Scripture quotations are from The Holy Bible, English Standard Version® (ESV®), copyright © 2001 by Crossway, a publishing ministry of Good News Publishers. Used by permission. All rights reserved.

Tuesday, April 24, 2012

Chosen


Last week I was on a short trip to Holland, Michigan, where last year I graduated from seminary.  I was at a program for people who have graduated within the past five years, as they make the transition from seminary and into…well there has been a great variety of vocational destinations among the graduates who came back.  Many would have been expected but there were a few surprises.   

One of the talks I was privileged to hear was titled “The Biblical Vision of Leading the Church.”  As part of his talk, Kyle Small introduced us to what was for me a new way to read, and more importantly, to listen, to Scripture.  I’m not going to describe the method, at least not here right now.  I haven’t taken the opportunity to go back and review my notes or the information we were provided with.  What I do want to discuss is what I heard in particular at that time, as the text spoke to me.  Or perhaps more accurately, as God spoke to me through the text

As a group we heard and read John 15:1-17.  This was, for me, familiar territory.  We recently explored it at my Bible study and it contains many phrases and thoughts that I believe are fairly widely known among Christians.  Themes of “abiding,” “bearing fruit” and “laying down one’s life” are just several of the treasures of this passage.

As I read and pondered this section of Scripture, my eyes, and my heart, lingered on the first half of verse 16, where Jesus says,

 “You did not choose me, but I chose you and appointed you that you should go and bear fruit and that your fruit should abide,…”      

I suppose that the first part, where Jesus says, “You did not choose me but I chose you” could be held up as a proof-text for the Biblical foundation of the doctrine of election.  It could be used to “prove” that God is in the business of choosing those who follow him, perhaps even against their will.  And maybe sometimes it has been heard and used that way, but it wasn’t to me that morning.

I heard something much more personal.  I heard that I, Brad, did not choose God, but that God chose me.  Personally. 

The God of all time and space, the God who transcends all time and space, the God who spoke creation into existence, the God who gave his own Son for my sin, chose me. 

He didn’t have to choose me, because he’s God and can do whatever he wants to. He didn’t have to choose me so he must have wanted to choose me.  But for what purpose?

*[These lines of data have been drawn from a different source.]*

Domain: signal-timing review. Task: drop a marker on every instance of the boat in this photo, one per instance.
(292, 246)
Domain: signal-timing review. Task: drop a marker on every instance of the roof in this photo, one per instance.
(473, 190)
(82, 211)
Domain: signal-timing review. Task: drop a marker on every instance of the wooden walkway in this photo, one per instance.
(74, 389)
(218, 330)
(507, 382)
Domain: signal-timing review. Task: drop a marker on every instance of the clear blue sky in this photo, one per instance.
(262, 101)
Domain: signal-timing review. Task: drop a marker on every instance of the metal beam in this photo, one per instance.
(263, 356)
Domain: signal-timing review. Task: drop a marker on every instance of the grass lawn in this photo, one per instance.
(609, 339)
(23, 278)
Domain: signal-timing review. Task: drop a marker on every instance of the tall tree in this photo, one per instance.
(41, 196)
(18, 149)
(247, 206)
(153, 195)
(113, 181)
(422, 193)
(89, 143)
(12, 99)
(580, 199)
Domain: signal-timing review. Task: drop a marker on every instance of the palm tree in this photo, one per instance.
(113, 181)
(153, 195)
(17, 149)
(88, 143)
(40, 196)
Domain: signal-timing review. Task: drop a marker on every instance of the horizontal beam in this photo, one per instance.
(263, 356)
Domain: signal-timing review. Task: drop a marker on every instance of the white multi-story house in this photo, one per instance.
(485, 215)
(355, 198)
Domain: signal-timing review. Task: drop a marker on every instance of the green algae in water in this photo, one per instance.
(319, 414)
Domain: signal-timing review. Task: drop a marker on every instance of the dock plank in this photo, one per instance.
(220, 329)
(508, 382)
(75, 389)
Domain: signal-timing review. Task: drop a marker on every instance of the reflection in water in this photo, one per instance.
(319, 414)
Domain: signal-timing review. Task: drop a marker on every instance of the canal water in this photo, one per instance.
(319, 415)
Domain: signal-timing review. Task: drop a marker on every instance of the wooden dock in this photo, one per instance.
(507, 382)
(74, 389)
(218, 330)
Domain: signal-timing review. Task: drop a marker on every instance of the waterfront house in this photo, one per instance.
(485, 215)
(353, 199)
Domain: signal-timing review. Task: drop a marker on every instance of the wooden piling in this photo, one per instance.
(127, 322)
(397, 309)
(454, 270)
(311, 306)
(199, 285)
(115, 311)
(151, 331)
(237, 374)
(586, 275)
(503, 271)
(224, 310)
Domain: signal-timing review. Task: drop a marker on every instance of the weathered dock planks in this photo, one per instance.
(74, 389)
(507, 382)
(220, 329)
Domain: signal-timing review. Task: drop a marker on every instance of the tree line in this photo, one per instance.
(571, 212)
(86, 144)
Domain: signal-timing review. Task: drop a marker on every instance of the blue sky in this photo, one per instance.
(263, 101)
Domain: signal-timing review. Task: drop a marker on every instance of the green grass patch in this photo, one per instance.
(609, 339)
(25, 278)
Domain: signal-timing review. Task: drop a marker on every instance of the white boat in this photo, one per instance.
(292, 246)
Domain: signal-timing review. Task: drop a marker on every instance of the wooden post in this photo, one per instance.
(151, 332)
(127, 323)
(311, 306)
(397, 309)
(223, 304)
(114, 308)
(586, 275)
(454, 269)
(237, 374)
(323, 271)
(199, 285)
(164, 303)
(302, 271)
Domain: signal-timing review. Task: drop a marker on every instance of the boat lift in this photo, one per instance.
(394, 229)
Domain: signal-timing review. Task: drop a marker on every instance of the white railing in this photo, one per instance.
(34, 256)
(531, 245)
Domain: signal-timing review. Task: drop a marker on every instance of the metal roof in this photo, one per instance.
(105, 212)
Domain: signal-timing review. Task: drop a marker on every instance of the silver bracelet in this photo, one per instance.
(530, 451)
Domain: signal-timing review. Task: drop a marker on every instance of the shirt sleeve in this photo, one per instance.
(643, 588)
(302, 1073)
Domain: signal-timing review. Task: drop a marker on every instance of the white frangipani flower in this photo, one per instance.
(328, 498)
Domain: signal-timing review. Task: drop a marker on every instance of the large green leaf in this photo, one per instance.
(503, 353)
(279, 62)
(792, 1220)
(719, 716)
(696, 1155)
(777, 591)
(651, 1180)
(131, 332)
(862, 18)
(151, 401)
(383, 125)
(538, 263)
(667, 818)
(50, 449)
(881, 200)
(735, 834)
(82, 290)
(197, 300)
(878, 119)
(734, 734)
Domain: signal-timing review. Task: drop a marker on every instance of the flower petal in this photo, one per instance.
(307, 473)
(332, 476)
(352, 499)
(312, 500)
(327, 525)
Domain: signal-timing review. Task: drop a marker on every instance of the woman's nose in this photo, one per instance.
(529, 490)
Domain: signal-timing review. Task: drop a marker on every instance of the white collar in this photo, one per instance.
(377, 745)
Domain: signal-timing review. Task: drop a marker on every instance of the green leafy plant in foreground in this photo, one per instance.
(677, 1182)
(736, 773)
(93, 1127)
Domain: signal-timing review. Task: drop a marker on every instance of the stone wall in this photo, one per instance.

The easy answer, the one that is almost a reflex, is described in John 3:16,

“For God so loved the world, that he gave his only son, that whoever believes in him should not perish but have eternal life.”

So maybe God chose me so that I could hang out in heaven with God, eternally.  And I believe that the easy answer is certainly true, but John 15:16 points to something richer.  I have not just been chosen by God for salvation to eternal life, but as a result of his choosing I am also “appointed” for the task of “bearing fruit.” 

Now this is starting to sound to me a bit like it may be John’s version of the Great Commission of Matthew 28:19-20.   And while I know those verses from Matthew well, the way that John has described the task of sharing the Good News feels a bit richer as I contemplate the phrase “that your fruit should abide.” 

God has chosen me, and given me, the task of “bearing fruit,” fruit that will “abide” in him.  He doesn’t tell me who and he doesn’t tell me how.  He appears to leave those details up to me.

And maybe that is why lately, over the past two weeks or so, I have found myself thinking more about some particular people that I know and what the eternal state of their souls may be.  I have never heard them say what they think or believe about Jesus and God’s Good News, but the evidence of their lives that I do know of suggests that knowing and loving God are not things they value highly. 

So maybe one of the things that God has chosen and appointed me to do is to pray for these people and to prepare for a moment when I may share in some way with them what I believe about Jesus, so that they, like I, may abide in him, now and forever.

These are some of my thoughts on how “being chosen” looks at this time in my life.  To what task has God chosen and appointed you for?